I can think of nothing to add to that, so I just hug her once again. We each remain silent, lost in our thoughts. After some time, I realize that Amanda has fallen asleep. While I hold her sleeping form, I once again consider how my life has brought me to this point. I always believed that family was the most important thing in my life, and lived for and through my family. Lisa was different, coming from a family that was never close. As our kids were growing up, I was the one to always take an interest in their lives. As they grew up and left, my heart felt empty. When Lisa also left, and I was alone, I had no purpose, no reason to live. I spent two years as an empty shell of a man, lost in despair. When Jenny came into my life, I had something to live for again. Jenny was a damaged soul, and needed someone to love and care for her. At that point in my life, that is what I needed to feel whole again. Jenny responded in kind, and our love developed quickly. We were married after only one week, and have shared a special love ever since. We completed each other, two halves making a whole.

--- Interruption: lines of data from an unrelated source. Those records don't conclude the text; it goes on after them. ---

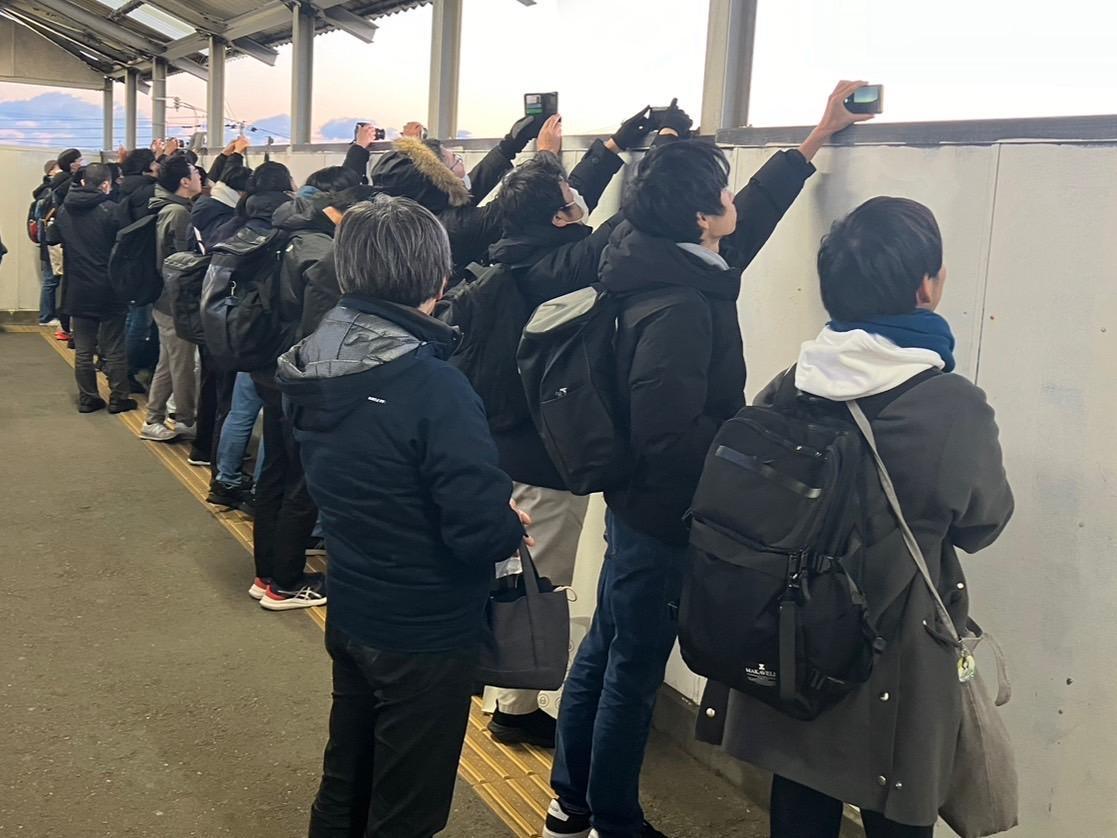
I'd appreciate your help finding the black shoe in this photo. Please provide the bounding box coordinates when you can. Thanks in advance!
[543,800,590,838]
[77,399,105,413]
[489,710,555,747]
[108,399,140,413]
[206,480,251,510]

In a way, Sarah also needed me. After her disastrous experience with love and sex, she had rejected men and only sought love from women, ultimately finding Amanda, another damaged soul. Like me, Sarah needed someone to love and cherish, and Amanda filled that need. Like I was with Jenny, Sarah and Amanda also completed each other, to an extent. Both of them still needed something to make them whole. Both of them needed my love, not just to donate sperm, but to finally heal the damage from their past. Was my whole life before just preparation for this? Was this some sort of fate, or destiny? I have no way of answering that question. All I do know is that all three of the women in my life came to me needing to be loved and cherished, right at a time in my life when I needed someone to love and cherish. Coincidence? I have never believed in coincidence.